Cette rencontre leur donne d’avantage conscience d’être le fruit d’une histoire, les bénéficiaires d’un legs à la valeur inestimable. Cette conscience leur permet également d’être plus sensibles aux grandes œuvres des peuples qu’ils rencontrent. Pleinement conscients de ce qu’ils sont et admiratifs de l’ingéniosité qu’ils découvrent chez les inconnus qu’ils rencontrent, les explorateurs se sentent incroyablement vivants. Alive exprime cette euphorie sur un feu d’artifice symphonique très genesien , explosion éblouissante culminant sur des chœurs rêveurs. Pendant que ces hommes voyagent pour faire avancer le savoir de leur civilisation, d’autres s’appliquent à améliorer sa technique et à immortaliser sa grandeur.

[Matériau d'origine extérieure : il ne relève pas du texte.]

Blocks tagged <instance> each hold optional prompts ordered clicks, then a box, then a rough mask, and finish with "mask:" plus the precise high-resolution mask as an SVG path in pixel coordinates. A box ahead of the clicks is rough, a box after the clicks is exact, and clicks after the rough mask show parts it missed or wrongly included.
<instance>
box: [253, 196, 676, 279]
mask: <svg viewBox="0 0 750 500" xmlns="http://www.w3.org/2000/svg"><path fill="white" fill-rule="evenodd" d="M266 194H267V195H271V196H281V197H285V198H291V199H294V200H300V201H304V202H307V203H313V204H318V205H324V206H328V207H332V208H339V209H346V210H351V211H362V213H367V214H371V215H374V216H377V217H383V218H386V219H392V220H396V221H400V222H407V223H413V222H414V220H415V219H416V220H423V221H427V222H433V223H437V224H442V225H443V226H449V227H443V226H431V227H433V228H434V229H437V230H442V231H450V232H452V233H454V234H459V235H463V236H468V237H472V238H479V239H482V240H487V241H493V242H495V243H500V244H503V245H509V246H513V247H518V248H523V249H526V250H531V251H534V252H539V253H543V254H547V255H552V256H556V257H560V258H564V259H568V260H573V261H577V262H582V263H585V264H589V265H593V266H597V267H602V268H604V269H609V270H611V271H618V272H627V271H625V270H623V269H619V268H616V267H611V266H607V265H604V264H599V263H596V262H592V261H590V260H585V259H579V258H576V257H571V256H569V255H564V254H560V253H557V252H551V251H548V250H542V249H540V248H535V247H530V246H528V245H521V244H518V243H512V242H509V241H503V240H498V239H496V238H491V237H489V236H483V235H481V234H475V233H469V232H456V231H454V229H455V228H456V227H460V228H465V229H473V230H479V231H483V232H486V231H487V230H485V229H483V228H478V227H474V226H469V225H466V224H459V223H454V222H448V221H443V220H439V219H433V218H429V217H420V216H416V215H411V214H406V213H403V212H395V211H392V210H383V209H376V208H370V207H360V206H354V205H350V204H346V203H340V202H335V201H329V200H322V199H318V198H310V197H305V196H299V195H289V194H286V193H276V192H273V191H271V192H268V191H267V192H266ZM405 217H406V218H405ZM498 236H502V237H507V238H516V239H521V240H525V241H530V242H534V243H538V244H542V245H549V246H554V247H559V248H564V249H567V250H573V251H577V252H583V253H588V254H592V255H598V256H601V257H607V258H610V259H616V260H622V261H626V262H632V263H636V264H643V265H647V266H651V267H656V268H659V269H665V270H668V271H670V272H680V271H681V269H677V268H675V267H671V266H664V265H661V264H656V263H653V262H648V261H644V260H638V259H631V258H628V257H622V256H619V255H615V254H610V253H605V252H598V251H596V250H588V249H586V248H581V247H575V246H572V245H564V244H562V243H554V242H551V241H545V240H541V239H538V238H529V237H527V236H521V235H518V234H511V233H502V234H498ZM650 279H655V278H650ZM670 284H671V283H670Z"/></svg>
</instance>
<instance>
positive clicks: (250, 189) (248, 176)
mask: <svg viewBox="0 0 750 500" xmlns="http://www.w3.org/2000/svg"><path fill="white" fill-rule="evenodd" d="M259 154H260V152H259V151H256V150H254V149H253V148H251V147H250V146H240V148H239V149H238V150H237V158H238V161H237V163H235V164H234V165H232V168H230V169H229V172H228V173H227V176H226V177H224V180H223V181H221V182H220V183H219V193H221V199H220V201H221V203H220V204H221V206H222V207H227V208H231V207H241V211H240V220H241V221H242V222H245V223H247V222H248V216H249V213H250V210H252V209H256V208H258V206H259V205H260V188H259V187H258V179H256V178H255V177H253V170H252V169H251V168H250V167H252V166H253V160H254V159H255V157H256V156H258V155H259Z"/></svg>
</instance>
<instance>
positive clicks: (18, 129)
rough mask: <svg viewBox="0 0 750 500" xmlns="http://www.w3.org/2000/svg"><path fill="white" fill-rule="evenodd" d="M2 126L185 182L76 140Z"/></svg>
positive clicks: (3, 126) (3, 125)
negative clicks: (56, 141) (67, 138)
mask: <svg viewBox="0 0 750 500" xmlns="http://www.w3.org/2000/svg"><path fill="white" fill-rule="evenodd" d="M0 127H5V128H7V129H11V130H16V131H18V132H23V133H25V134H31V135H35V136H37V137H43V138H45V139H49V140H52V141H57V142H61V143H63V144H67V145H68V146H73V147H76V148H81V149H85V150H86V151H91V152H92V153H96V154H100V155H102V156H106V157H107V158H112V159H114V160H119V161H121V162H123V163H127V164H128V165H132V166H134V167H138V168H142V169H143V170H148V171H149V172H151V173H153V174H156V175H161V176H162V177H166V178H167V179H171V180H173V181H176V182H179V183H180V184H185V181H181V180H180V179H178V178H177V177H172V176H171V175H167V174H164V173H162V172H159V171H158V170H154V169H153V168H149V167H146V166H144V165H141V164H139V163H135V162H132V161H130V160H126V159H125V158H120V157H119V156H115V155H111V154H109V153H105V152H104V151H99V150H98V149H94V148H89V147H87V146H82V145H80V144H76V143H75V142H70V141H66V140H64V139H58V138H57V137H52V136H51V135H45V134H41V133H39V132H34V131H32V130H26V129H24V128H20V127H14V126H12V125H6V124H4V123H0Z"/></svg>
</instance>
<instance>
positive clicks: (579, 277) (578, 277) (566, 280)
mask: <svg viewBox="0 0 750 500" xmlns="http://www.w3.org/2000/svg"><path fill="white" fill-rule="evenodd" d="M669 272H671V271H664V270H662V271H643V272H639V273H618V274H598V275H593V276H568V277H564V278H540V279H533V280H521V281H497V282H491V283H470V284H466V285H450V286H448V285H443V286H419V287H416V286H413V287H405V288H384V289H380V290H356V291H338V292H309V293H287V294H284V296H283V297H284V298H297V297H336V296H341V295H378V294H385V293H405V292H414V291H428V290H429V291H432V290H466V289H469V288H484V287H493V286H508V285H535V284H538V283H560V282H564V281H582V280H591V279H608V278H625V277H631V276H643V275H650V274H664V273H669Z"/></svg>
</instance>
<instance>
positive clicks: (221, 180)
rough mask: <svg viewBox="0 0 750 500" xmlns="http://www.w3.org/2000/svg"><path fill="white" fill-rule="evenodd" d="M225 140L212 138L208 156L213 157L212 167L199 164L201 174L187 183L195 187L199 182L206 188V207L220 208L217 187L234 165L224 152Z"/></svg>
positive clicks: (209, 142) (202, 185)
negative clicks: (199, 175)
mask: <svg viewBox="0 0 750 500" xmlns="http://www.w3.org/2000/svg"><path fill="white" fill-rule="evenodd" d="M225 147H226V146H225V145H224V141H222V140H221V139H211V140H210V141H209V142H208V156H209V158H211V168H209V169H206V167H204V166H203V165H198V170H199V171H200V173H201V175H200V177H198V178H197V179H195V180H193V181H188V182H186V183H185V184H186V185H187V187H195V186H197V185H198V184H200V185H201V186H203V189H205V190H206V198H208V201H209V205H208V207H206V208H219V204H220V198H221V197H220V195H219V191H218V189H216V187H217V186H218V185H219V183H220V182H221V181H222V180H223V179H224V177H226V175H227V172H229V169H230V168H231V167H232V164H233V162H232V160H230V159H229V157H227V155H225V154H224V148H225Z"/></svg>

Sur un air folk baroque, The florentine rend hommage à Leonard De Vinci et à sa « belle âme ». Les violons transforment vite la sobriété folk de l’introduction en fresque symphonique rock. Le comble du sublime est atteint lorsqu’un riff épique répond aux roucoulements de ceux qu’Andrés Suarez nommait les « roi du chant » (les violons). L’hommage au créateur de la Joconde ouvre ainsi la voie à une grande célébration de l’intelligence humaine.

La fresque Roman Stone salut l’antique grandeur d’une ville qui fut à l’empire romain ce qu’Athènes fut à l’empire grec, le symbole d’une civilisation ayant atteint le summum de sa grandeur. Des cuivres martiaux rendent hommage à cette capitale de l’humanité, un mélange de douceur pop et d’intensité symphonique mettent en musique l’histoire de ces « pierres romaines ». Un instrumental grandiloquent évoque ensuite la grandeur du Pantheon romain , monument ayant survécu aux turpitudes de l’histoire. Une flute digne de Ian Anderson symbolise la grandeur mystique de ce temple qui servit à célébrer le polythéisme romain, avant d’être récupéré par les chrétiens. Plus proche du space rock dans ses envolées synthétiques, Pantheon n’en culmine pas moins dans des éruptions cuivrées saluant la beauté intemporelle d’un monument qui connut plusieurs époques.       

Le Pantheon sert ici de transition entre la culture païenne des romains et le monde chrétien. Theodora in green and gold nous transporte ainsi dans les basiliques de Ravenne, tisse une fresque digne de celles qui ornent les plus beaux monuments de la ville. Le piano a la solennité d’un orgue d’église, le chant salue les âmes de ceux qui érigèrent ces grands temples. Le voyage culmine sur Ariel, déluge épique représentant ces tempêtes qui sont le cauchemars de tout marin. La voix et une basse solennelle se lèvent tel un vent menaçant, un crescendo lyrique nous met dans la peau d’un navigateur subissant la violence effrayante des éléments déchainés. L’auditeur admire le mouvement de cette mer virtuose avec la fascination du naufragé accroché à sa planche, en se disant que la nature est si belle que périr sous son courroux est presque un honneur.

Voyager et Homesong referment ce grand tour sur une grandiloquence plus nostalgique, blues du voyageur forcé de retrouver un quotidien moins exaltant. Grand tour est une œuvre comme seuls les rockers anglais savent en produire. Epique et riche, ce disque est celui d’un groupe qui symbolise encore la grandeur du rock anglais, comme si le fait de s’éloigner des rives de son Albion avait renforcé l’amour de Big big train pour la musique de son pays.